But some racial-justice activists in D.C. are questioning the effort, saying it will not deter violence and will result in greater incarceration in African-American communities.
The office will soon receive three assistant U.S. attorneys as part of a national strategy by Jeff Sessions‘ Justice Department to prosecute acts of violence, drug trafficking related to the opioid crisis, and unlawful immigration. DOJ is placing 311 new assistant U.S. attorneys in various “priority areas” across the country, including D.C.
According to the U.S. Attorney’s Office, two of the new D.C. attorneys will “work on multi-agency investigations focusing on neighborhood crews and gangs in the Sixth and Seventh Police Districts,” which cover areas east of the Anacostia River. In its release, the office cites “the recent uptick in violent crime in these areas,” although a spokesperson notes that Maryland and Virginia area also getting additional resources.
As of Tuesday, homicides across D.C. are up 49 percent as compared with this time last year, per data from the Metropolitan Police Department. So far in 2018, 64 people have died in homicides, versus 43 people in 2017. But violent crime is down 7 percent and total crime is down 9 percent over last year, MPD says.
Thirty of the homicides recorded in 2018 took place in Ward 8, the District’s poorest ward, up from 16 there at this point in 2017—an 87 percent increase. Gun robberies there have also jumped to 71 this year from 50 last year, representing a 42 percent increase, police data show.

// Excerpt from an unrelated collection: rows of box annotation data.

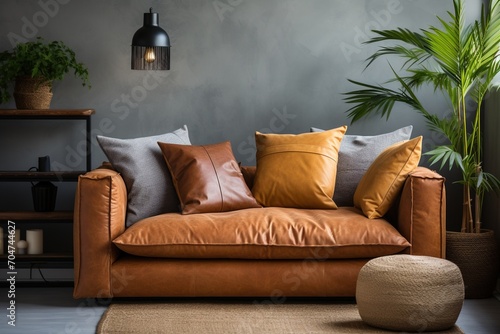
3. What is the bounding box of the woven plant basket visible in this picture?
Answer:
[446,230,499,299]
[14,76,52,109]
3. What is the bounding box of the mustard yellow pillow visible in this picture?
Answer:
[252,126,347,209]
[354,136,422,219]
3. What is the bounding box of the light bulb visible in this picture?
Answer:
[144,48,156,63]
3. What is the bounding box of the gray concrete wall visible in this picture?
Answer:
[0,0,481,235]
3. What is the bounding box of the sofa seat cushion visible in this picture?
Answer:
[113,207,410,259]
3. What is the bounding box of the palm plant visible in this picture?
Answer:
[345,0,500,232]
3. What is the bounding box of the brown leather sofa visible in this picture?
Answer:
[74,167,445,299]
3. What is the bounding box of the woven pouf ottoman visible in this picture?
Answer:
[356,254,464,332]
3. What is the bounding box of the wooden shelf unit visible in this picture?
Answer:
[0,109,95,272]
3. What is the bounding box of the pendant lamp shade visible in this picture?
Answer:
[132,8,170,70]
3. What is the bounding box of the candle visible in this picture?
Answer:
[17,240,28,255]
[0,227,3,255]
[26,229,43,254]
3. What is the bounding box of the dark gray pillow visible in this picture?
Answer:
[311,125,413,206]
[97,125,191,227]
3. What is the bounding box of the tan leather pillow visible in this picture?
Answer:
[354,136,422,219]
[252,126,347,209]
[158,141,260,214]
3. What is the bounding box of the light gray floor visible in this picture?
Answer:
[0,287,500,334]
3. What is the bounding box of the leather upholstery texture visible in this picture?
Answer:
[158,141,260,214]
[354,136,422,218]
[252,126,347,209]
[73,167,446,300]
[113,207,410,260]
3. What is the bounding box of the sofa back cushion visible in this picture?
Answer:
[158,141,260,214]
[354,136,422,219]
[97,125,190,226]
[113,207,410,260]
[252,126,347,209]
[311,125,413,206]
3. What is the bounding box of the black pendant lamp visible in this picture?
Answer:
[132,8,170,70]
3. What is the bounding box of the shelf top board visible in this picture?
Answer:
[0,211,73,221]
[0,170,86,181]
[0,109,95,118]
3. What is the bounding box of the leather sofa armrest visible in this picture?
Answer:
[73,165,127,298]
[397,167,446,258]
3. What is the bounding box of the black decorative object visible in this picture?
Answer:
[131,8,170,70]
[30,155,57,212]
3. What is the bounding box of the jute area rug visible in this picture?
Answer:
[97,301,463,334]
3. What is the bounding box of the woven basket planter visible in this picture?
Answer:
[14,76,52,109]
[446,230,499,299]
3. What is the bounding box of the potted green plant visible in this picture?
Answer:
[0,37,90,109]
[345,0,500,298]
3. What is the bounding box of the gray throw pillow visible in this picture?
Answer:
[311,125,413,206]
[97,125,191,227]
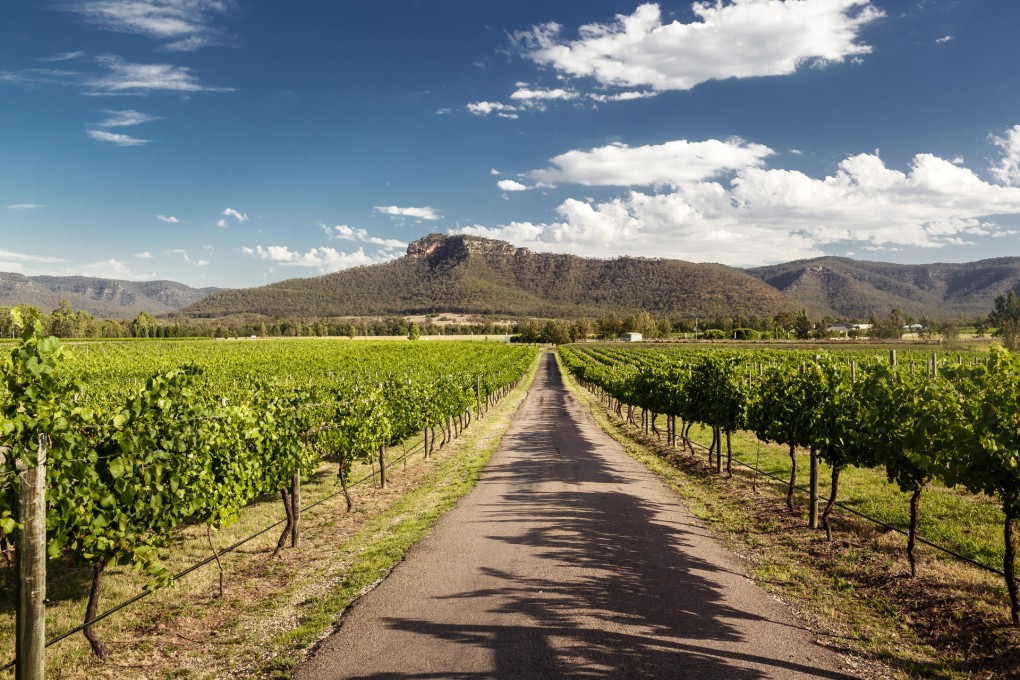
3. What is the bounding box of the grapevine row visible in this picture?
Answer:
[0,319,534,657]
[560,346,1020,625]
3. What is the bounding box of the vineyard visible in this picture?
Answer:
[0,320,536,676]
[560,345,1020,625]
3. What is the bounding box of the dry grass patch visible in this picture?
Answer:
[0,354,538,680]
[564,356,1020,679]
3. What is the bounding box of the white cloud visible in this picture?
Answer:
[989,125,1020,187]
[374,205,443,220]
[496,179,527,192]
[525,138,775,187]
[318,222,407,250]
[85,129,151,147]
[40,50,86,61]
[75,258,156,281]
[241,246,398,273]
[0,248,66,264]
[63,0,234,51]
[84,55,234,95]
[95,109,159,127]
[588,90,659,102]
[0,54,235,96]
[467,102,520,117]
[515,0,884,92]
[510,88,580,101]
[454,134,1020,265]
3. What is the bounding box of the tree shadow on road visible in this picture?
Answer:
[350,357,852,680]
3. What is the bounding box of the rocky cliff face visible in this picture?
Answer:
[407,233,528,265]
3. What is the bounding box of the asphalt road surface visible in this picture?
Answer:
[296,355,853,680]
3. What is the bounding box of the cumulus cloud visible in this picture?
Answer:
[85,129,151,147]
[588,90,659,102]
[496,179,527,192]
[241,246,397,273]
[62,0,234,52]
[319,222,407,250]
[515,0,884,92]
[989,125,1020,187]
[510,88,580,101]
[525,138,775,187]
[467,102,520,117]
[219,208,248,226]
[455,134,1020,266]
[164,248,209,267]
[374,205,443,220]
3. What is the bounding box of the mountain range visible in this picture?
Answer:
[181,233,1020,318]
[0,272,219,319]
[7,233,1020,319]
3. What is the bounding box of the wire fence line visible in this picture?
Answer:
[0,434,434,673]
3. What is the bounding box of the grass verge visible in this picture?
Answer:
[0,360,539,680]
[563,350,1020,679]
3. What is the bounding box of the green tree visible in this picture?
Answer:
[794,309,815,339]
[988,291,1020,352]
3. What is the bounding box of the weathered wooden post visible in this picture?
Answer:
[474,375,481,420]
[14,434,47,680]
[291,477,301,547]
[808,447,818,529]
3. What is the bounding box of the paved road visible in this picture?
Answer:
[296,355,851,680]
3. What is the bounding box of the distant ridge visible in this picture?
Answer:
[9,233,1020,319]
[747,257,1020,318]
[0,272,220,319]
[181,233,800,318]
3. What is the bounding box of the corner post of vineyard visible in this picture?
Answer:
[808,447,818,529]
[15,434,47,680]
[291,470,301,547]
[474,375,481,420]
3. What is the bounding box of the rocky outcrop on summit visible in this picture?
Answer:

The U.S. Attorney’s Office for D.C. has roughly 300 attorneys in total, says the spokesperson. About half of these attorneys work on cases at D.C. Superior Court while a smaller team works on cases at federal court.
“We hope to have the new attorneys on board as soon as possible,” the spokesperson explains. The new attorneys will help with MPD’s Summer Crime Initiative, which targets police service areas where a higher risk of violence exists.
Activist groups like Black Lives Matter D.C. and Stop Police Terror Project D.C. are reacting to the news with skepticism. “This will do nothing to stop violence,” the latter tweeted. “We should be divesting from police, prisons, and prosecutors, and investing in people and communities instead.”
BYP100, a youth racial-justice group, called DOJ’s move “absolutely disgusting” in a tweet. “Absolutely disgusting. No housing . No jobs . Expensive transportation and food. But sure let’s just hire more prosecutors and put more people in jail,” the group said.
The spokesperson for the U.S. Attorney’s Office for D.C. says the office has no comment on those reactions, “except to say that the additional resources are meant to improve public safety.”
In recent days, the District has increased officer presence in the police districts covering Wards 7 and 8 by 25 percent. The D.C. Council also approved $360,000 for D.C. Attorney General Karl Racine‘s office to implement a “violence interruptor” program to prevent crime with help from residents, while D.C. Mayor Muriel Bowser‘s office announced $800,000 in anti-crime grants.
The third assistant U.S. attorney joining the U.S. Attorney’s Office will work on “complex fraud cases” such as procurement fraud and health care fraud, which grew significantly in D.C. from 2013 to 2017, according to the release.